In general, any number can be written as a power of 10, but where negative exponents are allowed:

6.023 = 6 x 10⁰ + 0 x 10^-1 + 2 x 10^-2 + 3 x 10^-3

Base 2 Scientific Notation

Base 2 scientific notation follows the same pattern, where we note that adding a 0 (shifting left) means multiplying by 2 and removing a 0 (shifting right) means dividing by 2.

Example

[42]₂ = 101010.0000 = 1.0101 x 2⁵

[21]₂ = 1.0101 x 2⁴

[10.5]₂ = 1.0101 x 2³

[5.25]₂ = 1.0101 x 2²

[2.625]₂ = 1.0101 x 2¹

[1.3125]₂ = 1.0101 x 2⁰

[0.65625]₂ = 1.0101 x 2^-1

Example

32 = 1.00000 x 2⁵

16 = 1.00000 x 2⁴

8 = 1.00000 x 2³

4 = 1.00000 x 2²

2 = 1.00000 x 2¹

1 = 1.00000 x 2⁰

.5 = 1.00000 x 2^-1

.25 = 1.00000 x 2^-2

IEEE Standards

The Java virtual machine has to floating point types: float and double.

Java floats are represented using the 32 bit IEEE 754-1985 floating point standard:

Where:

sign = 1 bit = 0 (positive) or 1 (negative)

Exponent = 8 bit biased integer = actual exponent + 127

Mantissa = 23 bit unsigned integer following 1.

So the conversion formula is:

[F]₂ = -1^sign x 1.Mantissa x 2^{Exponent
– 127}

Java doubles are a 64 bit version of this pattern.

Examples

[.25]₂ = -1⁰ x 1.00000000000000000000000 x 2¹²⁵ = 0,01111101,00000000000000000000000

[-42.0]₂ = -1¹ x 1.01010000000000000000000 x 2¹³² = 1,10000100,01010000000000000000000

There are a number of special cases.
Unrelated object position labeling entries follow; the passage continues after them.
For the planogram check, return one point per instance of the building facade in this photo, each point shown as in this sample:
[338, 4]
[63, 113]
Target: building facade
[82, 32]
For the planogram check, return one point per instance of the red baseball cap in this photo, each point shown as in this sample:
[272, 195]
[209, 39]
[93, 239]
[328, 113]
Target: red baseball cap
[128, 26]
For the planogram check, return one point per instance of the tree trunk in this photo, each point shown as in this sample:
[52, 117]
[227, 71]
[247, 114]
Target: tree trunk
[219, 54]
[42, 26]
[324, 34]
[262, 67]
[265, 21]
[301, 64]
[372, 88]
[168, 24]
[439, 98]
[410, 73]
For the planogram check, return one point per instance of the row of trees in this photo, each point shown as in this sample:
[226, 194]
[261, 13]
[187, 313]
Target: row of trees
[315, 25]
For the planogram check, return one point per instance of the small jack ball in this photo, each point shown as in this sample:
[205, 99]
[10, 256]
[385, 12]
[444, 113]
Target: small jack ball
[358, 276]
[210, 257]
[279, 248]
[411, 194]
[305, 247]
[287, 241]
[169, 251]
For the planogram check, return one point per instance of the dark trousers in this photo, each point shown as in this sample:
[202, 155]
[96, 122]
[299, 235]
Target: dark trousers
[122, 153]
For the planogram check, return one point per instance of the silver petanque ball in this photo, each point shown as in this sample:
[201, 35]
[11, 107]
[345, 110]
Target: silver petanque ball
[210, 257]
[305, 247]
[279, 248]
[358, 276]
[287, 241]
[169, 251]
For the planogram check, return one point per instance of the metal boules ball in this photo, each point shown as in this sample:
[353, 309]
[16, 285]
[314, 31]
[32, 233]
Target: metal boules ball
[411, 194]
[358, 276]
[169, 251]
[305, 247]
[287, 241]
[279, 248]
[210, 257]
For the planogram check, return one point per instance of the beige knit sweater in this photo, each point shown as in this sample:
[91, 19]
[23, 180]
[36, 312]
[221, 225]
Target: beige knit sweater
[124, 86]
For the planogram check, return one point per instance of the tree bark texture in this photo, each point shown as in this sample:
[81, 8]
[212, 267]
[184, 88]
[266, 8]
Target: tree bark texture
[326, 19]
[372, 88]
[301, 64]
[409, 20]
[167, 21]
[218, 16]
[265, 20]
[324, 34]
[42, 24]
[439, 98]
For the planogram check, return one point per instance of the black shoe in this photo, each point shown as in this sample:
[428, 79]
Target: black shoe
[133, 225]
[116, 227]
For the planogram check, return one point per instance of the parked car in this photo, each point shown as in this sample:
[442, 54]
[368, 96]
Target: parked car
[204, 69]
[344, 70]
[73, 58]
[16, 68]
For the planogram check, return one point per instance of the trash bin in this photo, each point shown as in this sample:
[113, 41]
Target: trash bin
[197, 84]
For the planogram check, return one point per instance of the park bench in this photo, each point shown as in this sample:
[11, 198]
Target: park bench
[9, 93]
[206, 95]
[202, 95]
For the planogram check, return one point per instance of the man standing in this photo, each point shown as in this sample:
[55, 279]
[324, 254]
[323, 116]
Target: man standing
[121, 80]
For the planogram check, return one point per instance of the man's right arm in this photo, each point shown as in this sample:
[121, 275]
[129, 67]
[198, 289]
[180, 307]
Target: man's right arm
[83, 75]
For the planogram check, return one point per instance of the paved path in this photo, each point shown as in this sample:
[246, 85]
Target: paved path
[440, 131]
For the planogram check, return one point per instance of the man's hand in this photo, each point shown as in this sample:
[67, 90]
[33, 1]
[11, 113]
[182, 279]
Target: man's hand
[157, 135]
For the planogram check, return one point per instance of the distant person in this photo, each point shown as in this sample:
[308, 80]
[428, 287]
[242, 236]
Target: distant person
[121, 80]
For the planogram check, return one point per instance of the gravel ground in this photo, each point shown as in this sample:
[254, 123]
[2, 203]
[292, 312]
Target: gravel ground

For example:

[0.0]₂ = 00000000000000000000000000000000

Float.NaN

Float.POSITIVE_INFINITY

Float.NEGATIVE_INFINITY

Here's a nice conversion tool:

http://www.h-schmidt.net/FloatApplet/IEEE754.html

Round-Off Errors

[1/3]₂ = 1/4 + [1/3 – 1/4]₂ = 1/4 + [1/12]₂ = 1/4 + 1/16 + [1/12 – 1/16]₂ = 1/4 + 1/16 + [1/48]₂ = 1/4 + 1/16 + 1/64 + ...

= 0.010101010101...

This base 2 expansion goes on forever, so we just round it off:

= -1⁰ x 1.01010101010101010101010 x 2¹²⁵ = 0,01111101,01010101010101010101010 = [0.3333333]₂

These round-off errors can accumulate in a lengthy calculation.

Arithmetic

Multiplying and dividing floats isn't too bad, but adding and subtracting can be hard.